During the videotaped deposition, Carroll said she didn’t develop any new romantic relationships after her encounter with Trump at Bergdorf Goodman. She said she hasn’t had sex since 1994 or 1995.

“Looking back on it, it may have been what happened at Bergdorf’s,” she said.

Trump has denied knowing Carroll, calling the former Elle columnist’s rape allegations, first made public in 2019, “a complete con job.”

Trump and Carroll have both been questioned by each other’s attorneys in the run-up to a civil trial that could happen next year. Trump’s deposition has not yet been made public.

Carroll is suing Trump for defamation, saying his denials and disparaging comments damaged her reputation. Her civil claims were recently updated to include rape upon the enactment of a New York State law that temporarily allows sexual assault victims to sue their abusers for crimes that occurred even decades ago.

Under questioning by Trump’s attorney, Alina Habba, Carroll acknowledged she initially didn’t want to tell people she was raped.

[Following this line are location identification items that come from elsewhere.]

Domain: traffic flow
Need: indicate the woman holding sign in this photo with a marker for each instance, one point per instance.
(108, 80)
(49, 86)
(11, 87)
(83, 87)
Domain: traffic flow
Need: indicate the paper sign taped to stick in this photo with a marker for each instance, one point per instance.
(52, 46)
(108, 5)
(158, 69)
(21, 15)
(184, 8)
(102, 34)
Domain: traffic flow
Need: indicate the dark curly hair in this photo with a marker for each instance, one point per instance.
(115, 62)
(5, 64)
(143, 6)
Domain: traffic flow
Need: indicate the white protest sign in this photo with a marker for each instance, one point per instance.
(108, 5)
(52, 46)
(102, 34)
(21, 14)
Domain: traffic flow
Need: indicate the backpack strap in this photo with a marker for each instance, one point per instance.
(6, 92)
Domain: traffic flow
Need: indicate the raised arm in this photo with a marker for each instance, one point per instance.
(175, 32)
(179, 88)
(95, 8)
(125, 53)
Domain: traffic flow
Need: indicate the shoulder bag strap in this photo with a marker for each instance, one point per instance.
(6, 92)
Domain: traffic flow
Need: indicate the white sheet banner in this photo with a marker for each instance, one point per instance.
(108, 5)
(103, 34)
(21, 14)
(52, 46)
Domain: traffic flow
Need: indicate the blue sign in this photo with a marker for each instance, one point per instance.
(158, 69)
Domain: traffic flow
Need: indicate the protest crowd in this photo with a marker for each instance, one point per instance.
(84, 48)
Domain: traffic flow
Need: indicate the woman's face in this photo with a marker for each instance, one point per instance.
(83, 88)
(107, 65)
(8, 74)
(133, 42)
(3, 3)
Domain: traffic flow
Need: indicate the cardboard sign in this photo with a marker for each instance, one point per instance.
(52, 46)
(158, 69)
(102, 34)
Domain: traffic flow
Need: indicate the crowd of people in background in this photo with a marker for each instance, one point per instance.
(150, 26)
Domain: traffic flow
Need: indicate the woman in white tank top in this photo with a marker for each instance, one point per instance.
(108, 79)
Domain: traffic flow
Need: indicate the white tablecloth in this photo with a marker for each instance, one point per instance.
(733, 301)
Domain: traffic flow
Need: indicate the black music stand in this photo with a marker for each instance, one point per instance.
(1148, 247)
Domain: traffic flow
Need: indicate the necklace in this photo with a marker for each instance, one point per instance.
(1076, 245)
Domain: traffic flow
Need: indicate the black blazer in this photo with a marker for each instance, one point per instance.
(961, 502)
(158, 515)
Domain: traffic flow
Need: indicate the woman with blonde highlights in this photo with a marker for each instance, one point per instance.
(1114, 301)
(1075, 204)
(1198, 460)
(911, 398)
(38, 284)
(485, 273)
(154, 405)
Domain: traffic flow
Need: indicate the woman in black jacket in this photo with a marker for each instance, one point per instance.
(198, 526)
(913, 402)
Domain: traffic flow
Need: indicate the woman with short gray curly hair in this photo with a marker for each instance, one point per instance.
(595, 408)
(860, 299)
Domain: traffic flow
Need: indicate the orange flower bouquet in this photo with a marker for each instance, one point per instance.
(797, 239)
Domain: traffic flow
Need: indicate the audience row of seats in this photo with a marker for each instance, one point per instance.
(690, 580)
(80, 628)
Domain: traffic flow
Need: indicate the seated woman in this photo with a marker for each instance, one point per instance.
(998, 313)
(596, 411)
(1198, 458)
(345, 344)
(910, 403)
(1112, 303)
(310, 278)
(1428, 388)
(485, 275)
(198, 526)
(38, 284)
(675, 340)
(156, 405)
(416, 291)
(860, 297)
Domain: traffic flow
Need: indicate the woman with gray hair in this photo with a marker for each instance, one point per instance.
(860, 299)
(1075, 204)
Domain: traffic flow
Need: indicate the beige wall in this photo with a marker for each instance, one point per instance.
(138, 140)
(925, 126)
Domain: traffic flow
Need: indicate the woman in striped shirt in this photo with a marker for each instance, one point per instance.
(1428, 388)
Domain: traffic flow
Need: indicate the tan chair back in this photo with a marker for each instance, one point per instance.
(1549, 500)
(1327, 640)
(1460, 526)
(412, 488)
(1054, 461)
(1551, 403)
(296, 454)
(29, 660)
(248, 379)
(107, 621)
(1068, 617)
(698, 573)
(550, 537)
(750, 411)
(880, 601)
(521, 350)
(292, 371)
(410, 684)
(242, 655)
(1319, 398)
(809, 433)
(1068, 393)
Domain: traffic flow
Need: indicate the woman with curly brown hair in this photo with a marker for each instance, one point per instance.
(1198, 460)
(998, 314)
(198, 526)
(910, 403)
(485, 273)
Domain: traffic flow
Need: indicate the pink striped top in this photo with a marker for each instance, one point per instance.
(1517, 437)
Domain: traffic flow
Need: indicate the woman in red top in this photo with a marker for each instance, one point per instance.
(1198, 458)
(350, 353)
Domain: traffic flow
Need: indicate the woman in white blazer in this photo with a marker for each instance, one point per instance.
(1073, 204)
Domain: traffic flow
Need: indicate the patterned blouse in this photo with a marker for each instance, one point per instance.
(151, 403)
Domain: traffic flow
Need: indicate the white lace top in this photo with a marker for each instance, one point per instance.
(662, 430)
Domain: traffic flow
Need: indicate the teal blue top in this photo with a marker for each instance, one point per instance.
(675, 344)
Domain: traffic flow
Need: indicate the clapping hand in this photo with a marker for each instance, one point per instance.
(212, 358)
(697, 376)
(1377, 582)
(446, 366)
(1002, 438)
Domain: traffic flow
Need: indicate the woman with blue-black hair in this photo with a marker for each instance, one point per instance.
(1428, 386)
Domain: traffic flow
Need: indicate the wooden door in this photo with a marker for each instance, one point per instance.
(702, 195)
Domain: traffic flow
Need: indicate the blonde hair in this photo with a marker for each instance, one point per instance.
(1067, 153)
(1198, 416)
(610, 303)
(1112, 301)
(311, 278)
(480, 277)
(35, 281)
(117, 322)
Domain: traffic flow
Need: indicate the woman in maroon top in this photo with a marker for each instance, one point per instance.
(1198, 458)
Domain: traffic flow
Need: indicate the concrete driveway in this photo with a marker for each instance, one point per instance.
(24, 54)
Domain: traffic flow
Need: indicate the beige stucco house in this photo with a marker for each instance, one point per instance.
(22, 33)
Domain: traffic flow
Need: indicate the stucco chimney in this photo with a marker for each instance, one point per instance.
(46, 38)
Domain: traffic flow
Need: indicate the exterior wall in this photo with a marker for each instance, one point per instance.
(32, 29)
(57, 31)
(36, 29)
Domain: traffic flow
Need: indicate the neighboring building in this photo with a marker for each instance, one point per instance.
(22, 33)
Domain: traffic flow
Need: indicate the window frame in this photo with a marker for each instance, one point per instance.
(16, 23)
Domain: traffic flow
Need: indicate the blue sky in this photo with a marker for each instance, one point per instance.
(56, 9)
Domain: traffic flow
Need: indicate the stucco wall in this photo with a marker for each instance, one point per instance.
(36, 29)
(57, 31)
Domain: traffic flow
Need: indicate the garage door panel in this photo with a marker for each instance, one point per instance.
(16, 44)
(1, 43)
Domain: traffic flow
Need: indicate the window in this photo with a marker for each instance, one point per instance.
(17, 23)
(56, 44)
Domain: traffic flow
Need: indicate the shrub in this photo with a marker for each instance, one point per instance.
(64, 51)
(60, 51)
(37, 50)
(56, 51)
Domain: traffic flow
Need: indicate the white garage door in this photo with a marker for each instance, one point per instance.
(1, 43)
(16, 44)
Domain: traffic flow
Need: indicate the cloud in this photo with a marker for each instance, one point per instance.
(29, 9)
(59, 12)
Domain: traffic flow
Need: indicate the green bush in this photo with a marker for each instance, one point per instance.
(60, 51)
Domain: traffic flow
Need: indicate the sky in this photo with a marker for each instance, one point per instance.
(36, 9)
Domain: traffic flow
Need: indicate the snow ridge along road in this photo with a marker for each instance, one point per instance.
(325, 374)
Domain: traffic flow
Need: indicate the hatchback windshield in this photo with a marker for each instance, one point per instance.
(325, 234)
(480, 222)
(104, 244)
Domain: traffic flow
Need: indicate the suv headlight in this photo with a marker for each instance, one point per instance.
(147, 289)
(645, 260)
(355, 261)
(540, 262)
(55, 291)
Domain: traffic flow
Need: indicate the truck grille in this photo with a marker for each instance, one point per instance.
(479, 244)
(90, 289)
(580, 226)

“Women who have been raped are looked at in this society as less, are looked at as spoiled goods, are looked at as rather dumb to let themselves get attacked,” she said.

And she said rape victims will be asked why they didn’t scream and why they didn’t come forward sooner.

She said the MeToo movement helped her rethink her experience — though coming forward, she said, still came with a price. She said she lost her job and is now looked at with doubt.

“I’m looked at as a woman who’s untrustworthy, looked at now as a woman who can’t be believed. I’m looked at as a woman who was stupid and dumb enough to have happen to her what happened to her,” Carroll said.

Habba did not return a request for comment Tuesday.

In the deposition, Carroll said if she had been questioned about the encounter even four or five years ago, she would have said it had no impact on her life, “But I’ve come to understand that that rape changed my life which is shocking for me to now understand,” she said.

The Associated Press generally does not name alleged victims of sexual assault in stories unless they agree to tell their stories publicly, as Carroll has done.

The longtime columnist, writer and TV host said the attack happened after she ran into Trump at the department store and he asked for her help picking out a gift for a woman in the store’s lingerie section.

She said she viewed the encounter as something she hoped to describe to friends over dinner and recalled their lighthearted banter as each suggested the other try on a piece of lingerie.

Carroll said she thought she’d get Trump to pull the see-through lingerie over his pants “and I am laughing and thinking this is the greatest thing” when they entered a dressing room together.

But she said Trump pushed her against the wall and she bumped her head.

“I was so shocked that I didn’t speak. What I did was I laughed,” she said, recalling that he then pushed her back again and she struck her head a second time.

Carroll said Trump pulled down her tights and sexually assaulted her. She said it lasted a “very short time” and she never got the impression he wanted to hurt her.

“But he had no concern for me. I was just there,” she said.

She said she called a friend after the encounter and told her what happened and was shocked by the friend’s words.

“She told me I had been raped,” Carroll said, adding that the thought had not occurred to her before she spoke to the friend.

Nearly three dozen pages of excerpts of Trump’s deposition were blacked out in Monday’s court filing. They might potentially be made public at a later date.